Senate Finance Committee—In Review

 

Capitalizing on last year’s historic successes, Senate Finance Committee Chairman Orrin Hatch, R-Utah, ‎continues to build a record of major legislative accomplishments. 

Under Senator Hatch’s leadership, the number of Finance reported bills has grown to 39 this Congress, including two more trade bills that have been signed into law this year.

 

In an effort to promote a pro-growth agenda, Senator Hatch spearheaded passage of bipartisan Customs legislation and the American Manufacturing Competitiveness Act. Together, these two bills strengthen trade enforcement at our borders and make U.S. companies more competitive on the international stage—a win for American workers and the economy. 

  

Likewise, Senator Hatch has advanced proposals to protect taxpayers from fraud and identity theft.
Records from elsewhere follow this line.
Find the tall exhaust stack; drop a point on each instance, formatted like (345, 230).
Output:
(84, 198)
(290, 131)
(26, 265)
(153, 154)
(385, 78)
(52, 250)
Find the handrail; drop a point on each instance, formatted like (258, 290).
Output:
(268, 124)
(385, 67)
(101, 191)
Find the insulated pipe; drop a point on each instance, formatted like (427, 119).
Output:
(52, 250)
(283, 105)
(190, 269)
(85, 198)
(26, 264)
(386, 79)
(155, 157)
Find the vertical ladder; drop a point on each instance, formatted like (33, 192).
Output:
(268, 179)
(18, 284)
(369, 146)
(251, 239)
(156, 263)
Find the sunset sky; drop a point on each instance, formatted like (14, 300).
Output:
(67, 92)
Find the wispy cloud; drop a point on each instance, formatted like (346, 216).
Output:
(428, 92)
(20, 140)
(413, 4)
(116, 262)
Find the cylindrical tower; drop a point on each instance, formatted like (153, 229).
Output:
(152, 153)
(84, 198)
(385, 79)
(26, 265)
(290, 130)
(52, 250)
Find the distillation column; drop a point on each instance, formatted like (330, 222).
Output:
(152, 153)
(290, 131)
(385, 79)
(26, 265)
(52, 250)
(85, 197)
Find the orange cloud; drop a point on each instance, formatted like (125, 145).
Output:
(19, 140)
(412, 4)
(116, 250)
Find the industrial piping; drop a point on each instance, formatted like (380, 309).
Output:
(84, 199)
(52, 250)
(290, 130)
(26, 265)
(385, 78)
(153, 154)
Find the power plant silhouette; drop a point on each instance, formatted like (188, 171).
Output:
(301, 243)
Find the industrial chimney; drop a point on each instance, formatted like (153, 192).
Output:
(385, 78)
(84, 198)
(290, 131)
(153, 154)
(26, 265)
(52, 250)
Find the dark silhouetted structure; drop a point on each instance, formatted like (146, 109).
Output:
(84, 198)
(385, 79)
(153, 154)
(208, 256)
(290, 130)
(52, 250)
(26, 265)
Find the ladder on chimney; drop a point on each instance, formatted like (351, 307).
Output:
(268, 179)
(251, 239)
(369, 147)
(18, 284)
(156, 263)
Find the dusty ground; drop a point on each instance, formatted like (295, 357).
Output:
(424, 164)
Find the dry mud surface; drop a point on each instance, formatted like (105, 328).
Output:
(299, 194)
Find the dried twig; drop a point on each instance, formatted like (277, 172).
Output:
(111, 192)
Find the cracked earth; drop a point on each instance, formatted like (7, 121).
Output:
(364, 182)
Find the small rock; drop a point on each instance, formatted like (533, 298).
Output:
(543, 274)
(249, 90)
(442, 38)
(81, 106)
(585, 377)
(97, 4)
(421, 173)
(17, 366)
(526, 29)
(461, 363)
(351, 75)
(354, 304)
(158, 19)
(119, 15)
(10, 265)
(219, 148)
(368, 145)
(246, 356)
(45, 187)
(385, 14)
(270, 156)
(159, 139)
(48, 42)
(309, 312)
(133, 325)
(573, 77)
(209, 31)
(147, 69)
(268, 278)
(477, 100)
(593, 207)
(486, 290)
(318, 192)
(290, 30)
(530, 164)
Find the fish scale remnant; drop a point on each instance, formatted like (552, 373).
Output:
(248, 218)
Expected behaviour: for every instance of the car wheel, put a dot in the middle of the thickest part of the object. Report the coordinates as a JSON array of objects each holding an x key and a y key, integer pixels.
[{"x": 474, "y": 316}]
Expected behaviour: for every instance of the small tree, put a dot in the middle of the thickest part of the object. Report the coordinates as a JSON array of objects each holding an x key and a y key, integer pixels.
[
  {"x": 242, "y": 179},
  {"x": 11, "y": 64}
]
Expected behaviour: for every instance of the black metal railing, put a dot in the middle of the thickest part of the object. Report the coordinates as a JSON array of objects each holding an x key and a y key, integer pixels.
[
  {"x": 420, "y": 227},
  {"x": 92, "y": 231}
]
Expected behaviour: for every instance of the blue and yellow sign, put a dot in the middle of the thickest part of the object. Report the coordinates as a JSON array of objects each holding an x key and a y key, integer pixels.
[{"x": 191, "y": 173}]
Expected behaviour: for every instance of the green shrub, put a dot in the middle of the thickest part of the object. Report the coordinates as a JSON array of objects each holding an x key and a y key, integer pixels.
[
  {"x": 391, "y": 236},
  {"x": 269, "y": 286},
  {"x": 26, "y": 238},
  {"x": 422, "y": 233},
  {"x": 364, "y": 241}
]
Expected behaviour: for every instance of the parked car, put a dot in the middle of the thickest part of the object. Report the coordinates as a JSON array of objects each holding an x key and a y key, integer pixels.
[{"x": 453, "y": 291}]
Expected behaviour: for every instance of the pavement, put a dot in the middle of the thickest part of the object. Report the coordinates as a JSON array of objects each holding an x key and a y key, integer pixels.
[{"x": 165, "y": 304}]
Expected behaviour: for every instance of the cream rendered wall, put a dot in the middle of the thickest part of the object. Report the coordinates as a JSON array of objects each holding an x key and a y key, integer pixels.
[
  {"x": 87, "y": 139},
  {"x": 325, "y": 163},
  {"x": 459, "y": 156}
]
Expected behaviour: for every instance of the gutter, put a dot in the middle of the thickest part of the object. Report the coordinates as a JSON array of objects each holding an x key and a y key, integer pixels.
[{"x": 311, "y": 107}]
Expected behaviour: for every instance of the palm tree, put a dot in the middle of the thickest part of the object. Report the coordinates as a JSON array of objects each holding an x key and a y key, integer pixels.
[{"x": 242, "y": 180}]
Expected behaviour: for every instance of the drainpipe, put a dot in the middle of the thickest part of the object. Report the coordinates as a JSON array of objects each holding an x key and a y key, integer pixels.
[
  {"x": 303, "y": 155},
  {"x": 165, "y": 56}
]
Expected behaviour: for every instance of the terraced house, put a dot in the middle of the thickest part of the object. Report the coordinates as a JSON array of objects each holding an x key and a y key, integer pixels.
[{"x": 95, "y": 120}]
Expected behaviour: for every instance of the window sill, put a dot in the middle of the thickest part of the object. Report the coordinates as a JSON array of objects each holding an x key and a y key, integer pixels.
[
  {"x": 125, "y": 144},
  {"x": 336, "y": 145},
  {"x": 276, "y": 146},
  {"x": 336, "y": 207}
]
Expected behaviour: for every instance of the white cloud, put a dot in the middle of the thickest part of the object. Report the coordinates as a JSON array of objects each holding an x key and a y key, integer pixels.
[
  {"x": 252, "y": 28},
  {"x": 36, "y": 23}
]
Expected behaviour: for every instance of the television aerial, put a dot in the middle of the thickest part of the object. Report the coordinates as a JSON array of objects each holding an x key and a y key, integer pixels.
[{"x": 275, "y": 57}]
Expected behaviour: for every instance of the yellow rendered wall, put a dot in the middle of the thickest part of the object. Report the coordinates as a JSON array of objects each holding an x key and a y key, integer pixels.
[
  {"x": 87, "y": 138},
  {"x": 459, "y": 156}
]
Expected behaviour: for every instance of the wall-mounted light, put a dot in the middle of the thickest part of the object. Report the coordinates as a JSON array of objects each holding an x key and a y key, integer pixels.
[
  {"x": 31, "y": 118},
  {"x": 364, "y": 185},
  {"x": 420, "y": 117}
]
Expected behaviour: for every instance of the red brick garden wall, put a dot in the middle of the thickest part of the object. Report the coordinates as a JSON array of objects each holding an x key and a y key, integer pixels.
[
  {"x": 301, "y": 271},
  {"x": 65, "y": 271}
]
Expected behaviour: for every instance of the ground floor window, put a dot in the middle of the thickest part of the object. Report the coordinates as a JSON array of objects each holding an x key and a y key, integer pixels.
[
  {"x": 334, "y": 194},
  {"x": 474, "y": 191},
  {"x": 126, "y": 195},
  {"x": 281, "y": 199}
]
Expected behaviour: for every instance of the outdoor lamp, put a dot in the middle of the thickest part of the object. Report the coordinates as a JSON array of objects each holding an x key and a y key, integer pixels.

He has also held hearings focused on different aspects of tax reform to help lay the groundwork for a comprehensive overhaul of the tax code.

 

Senator Hatch continues strong in his efforts to improve healthcare for all Americans. That’s why he recently called for the halt of a proposed rule that is harmful to patients and providers alike. He has also led an investigation into the behavior of physicians recommending invasive surgeries, demanding more transparency and better protection for patients.

 

 

 

Under Senator Hatch’s able leadership, the Finance Committee is committed to advancing commonsense reforms that will benefit the nation.